The mentality that “my dealer has good, clean stuff” is also dangerous. People who purchase from someone regularly, often won’t test their drugs. They feel safe using alone. According to a psych doctor at the Royal Ottawa, almost all cocaine in the city has been cut with Fentanyl. I believe there was a bulletin released by the Ottawa Police about it to healthcare professionals following the overdose deaths.
That relapse happens right away when someone isn’t feeling good. Relapse can start weeks or months before a physical relapse. If someone is suffering or feeling off, it’s so important to have a safe person to talk to and a plan in place to prevent that.
That it is easy to love an addict. It isn’t. It’s messy, it’s scary, and it’s hard. But it is SO important for this person’s survival to know they are loved through hell and high water. That they will be loved and supported through the withdrawal and the scary parts as well as the good days.
Q: What is the hardest thing about losing someone to addiction in particular?
A: Personally, I think its because a part of me feels like I got out and I didn’t do enough to help those I care about who didn’t.
[The funeral] was really hard. That was my second friend who has lost their life to Fentanyl. In both cases I feel like I should have tried harder. I should have been there more. I should have sent the text I typed out but shrugged off and didn’t send. I know these are things I am unable to change and it wouldn’t have made a difference.
But what if it had?
Q: Some people say they don’t feel sympathy for those who die from overdoses because “they do it to themselves.” How would you respond to that?
A: Addiction might start with a choice to do the drugs once or twice, or a handful of times, but once it’s started it’s an absolute monster and an uphill battle.
It’s not as easy as just quitting. It is a very long and messy process. The withdrawal is a nightmare. The vomiting, shaking, hallucinations that sometimes go with it, the cold sweats and hot flashes, the feeling that it will never end…
Not only that, but the adjustment period of learning to live without the ability to escape from trauma and mental health struggles is a scary thing. Adjusting to “real life” after living for years or months with a routine that consists of escape is very hard.

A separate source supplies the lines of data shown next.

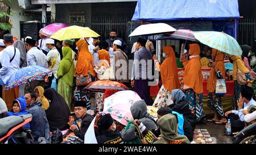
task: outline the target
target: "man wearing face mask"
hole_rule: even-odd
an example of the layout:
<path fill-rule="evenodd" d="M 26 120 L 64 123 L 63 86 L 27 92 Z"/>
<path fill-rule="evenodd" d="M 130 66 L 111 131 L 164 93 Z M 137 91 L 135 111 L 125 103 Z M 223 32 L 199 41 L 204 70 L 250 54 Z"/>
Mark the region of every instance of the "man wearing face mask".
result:
<path fill-rule="evenodd" d="M 52 73 L 49 74 L 49 82 L 47 84 L 47 88 L 49 88 L 52 85 L 52 79 L 56 78 L 56 73 L 60 62 L 60 55 L 55 47 L 53 39 L 47 39 L 46 40 L 46 44 L 48 51 L 46 56 L 46 61 L 52 70 Z"/>
<path fill-rule="evenodd" d="M 108 114 L 102 116 L 97 122 L 99 130 L 96 136 L 98 144 L 123 144 L 121 133 L 116 129 L 116 125 L 111 116 Z"/>
<path fill-rule="evenodd" d="M 114 28 L 110 29 L 109 31 L 109 38 L 106 40 L 106 41 L 109 44 L 109 47 L 113 48 L 114 41 L 119 40 L 122 42 L 122 51 L 125 52 L 127 56 L 129 56 L 130 52 L 129 51 L 128 46 L 126 43 L 121 38 L 117 37 L 117 31 Z"/>
<path fill-rule="evenodd" d="M 76 136 L 84 140 L 84 135 L 87 131 L 93 116 L 87 114 L 86 102 L 85 101 L 75 101 L 74 103 L 75 114 L 76 116 L 82 120 L 80 129 L 76 125 L 69 124 L 70 129 L 73 131 Z"/>
<path fill-rule="evenodd" d="M 26 40 L 25 46 L 27 50 L 27 66 L 41 65 L 48 66 L 46 61 L 46 56 L 38 49 L 35 46 L 36 41 L 27 38 Z M 36 86 L 40 86 L 44 87 L 46 82 L 44 78 L 42 78 L 38 80 L 35 80 L 27 83 L 25 86 L 25 92 L 27 91 L 33 91 Z"/>
<path fill-rule="evenodd" d="M 98 65 L 98 51 L 100 49 L 99 44 L 100 40 L 97 37 L 93 37 L 93 42 L 88 45 L 89 51 L 93 56 L 95 65 Z"/>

What about people who are addicted to work and work themselves to death, whether it’s suicide or pushing themselves until they can’t anymore? Or people who drink themselves to death? Addiction comes in many forms, not only substance abuse. It is important to remember that and not shame people who are fighting a very scary battle.
Q: What advice would you give to someone currently struggling with a substance use disorder?
A: So many people feel like they’re a lost cause and sobriety is too hard or isn’t worth it. It is so worth it. If you’re reading this and you feel this way please know you are worthy of recovery. You deserve to live. You are so, so loved.
Addiction is a relapsing illness. This doesn’t mean the progress was wasted or for nothing. If it’s time to restart the count, that’s okay. You are still worthy of recovery and survival.
A helpful resource I use is an app called I Am Sober. It helps keep track of how much I’ve saved time and money-wise, and it sends me reminders when I reach a milestone. I recommend it for anyone who is starting – or continuing – their journey into recovery.